Cachalot échoué : Le crash du géant
5 juin 2012 - NatureNo Comment   //   1770 Views   //   N°: 29

Les compétences de l’association CétaMada ont été à nouveau mises à rude épreuve le 18 mars dernier, après l’échouage d’un cachalot de 9 m 50 sur la côte est de Sainte-Marie. Il s’agissait cette fois d’un animal mort, d’où une attention redoublée des intervenants en raison du risque de santé publique que ce type d’échouage peut constituer. 

Il est 8 h 15, ce 18 mars, lorsque Arnaud Dheilly, gérant de l’hôtel Boraha Village, est alerté par un piroguier qu’une « grosse masse brune » flotte devant le ponton de sa propriété d’Ambodiforaha. Sans doute une trozona (baleine). L’île est sur la route de leur longue migration qui les conduit chaque année de l’Antarctique aux Mascareignes, et vice-versa, et lui-même est un membre actif de CétaMada, une association engagée depuis mai 2009 dans la protection des mammifères marins autour de Madagascar.

Lorsqu’il arrive sur les lieux, une chose l’étonne. D’habitude, ce sont des baleines à bosse qui longent la côte et parfois s’échouent dans la mangrove, mais là, de toute évidence, il s’agit d’un cachalot (Physeter macrocephalus), reconnaissable à son énorme tête parallélépipédique. Ni plus ni moins que la baleine de Moby Dick… l’un des plus gros cétacés du globe, pouvant atteindre les 20 mètres à l’âge adulte, 57 tonnes bien pesées ! Celui-ci en l’occurrence ne mesure que 9 m 50, et d’évidence il est mort. « On suppose qu’il est resté plus de deux semaines dans l’eau après son décès. Il était très abîmé, sa caudale (queue) manquait et il dégageait de fortes odeurs de décomposition », explique Sophia Rakotoharimalala, la directrice de CetaMada, qui est aussitôt alertée.

L’échouage d’un mammifère marin déclenche à chaque fois une procédure rigoureuse, surtout lorsque l’animal est mort, comme c’est le cas ici. « Les risques de contamination par des bactéries sont réels », explique la biologiste. Fort heureusement, son état de putréfaction avancée a dissuadé les habitants de l’île de consommer sa chair.

Tout au plus ont-ils tenté de récupérer son huile qui peut se monnayer jusqu’à 60 000 ariary le litre, un vrai pactole ! « Le mauvais état du cétacé rend encore plus difficile l’identification des causes exactes de sa mort », regrette Sophia Rakotoharimalala. Il peut aussi bien s’agir d’une collision accidentelle avec un navire que d’un empoisonnement dans des eaux polluées, loin de Sainte-Marie. À moins qu’il ne se soit laissé prendre dans des filets de pêche de navires, quelque part le long de la route de sa longue migration. Le mystère reste entier.

« On a relevé des traces de morsures, mais elles ont dû être infligées post-mortem, car il est impossible qu’un cachalot de cette taille ait été tué par des requins. » Des échantillons de peau et de gras ont également été prélevés pour être envoyés à l’Université de Brest, via l’Institut Pasteur. Ils enrichiront une base de données qui ne cesse de se développer au niveau mondial, permettant une meilleure connaissance de l’écosystème marin et des populations baleinières.

L’élimination de la carcasse est une opération tout aussi sensible. « Généralement on l’enterre pour que le squelette soit plus tard exhumé à des fins scientifiques », explique Sophia Rakotoharimalala. L’animal a donc été porté dans un endroit sûr, non loin de l’hôtel.

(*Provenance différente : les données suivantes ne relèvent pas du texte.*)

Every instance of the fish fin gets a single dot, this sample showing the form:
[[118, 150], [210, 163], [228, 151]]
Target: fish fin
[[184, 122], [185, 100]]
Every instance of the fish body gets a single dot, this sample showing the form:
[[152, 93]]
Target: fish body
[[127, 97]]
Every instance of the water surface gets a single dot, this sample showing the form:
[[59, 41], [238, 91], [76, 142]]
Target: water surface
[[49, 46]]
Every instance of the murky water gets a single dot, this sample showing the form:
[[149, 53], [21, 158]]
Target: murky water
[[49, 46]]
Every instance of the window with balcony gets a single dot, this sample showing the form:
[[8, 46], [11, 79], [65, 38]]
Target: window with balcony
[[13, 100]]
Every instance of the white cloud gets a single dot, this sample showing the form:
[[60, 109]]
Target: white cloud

Vu sa taille, il a fallu le découper en trois morceaux, avec pas moins d’une centaine de personnes pour le transporter. Chassés pour leur huile qui servait notamment de combustible d’éclairage, les cachalots, espèce protégée depuis seulement 1985, ne seraient plus que de 360 000 dans les mers du globe, quatre fois moins qu’il y a deux siècles. C’est dire que la mort d’un de leurs représentants n’est jamais à prendre à la légère.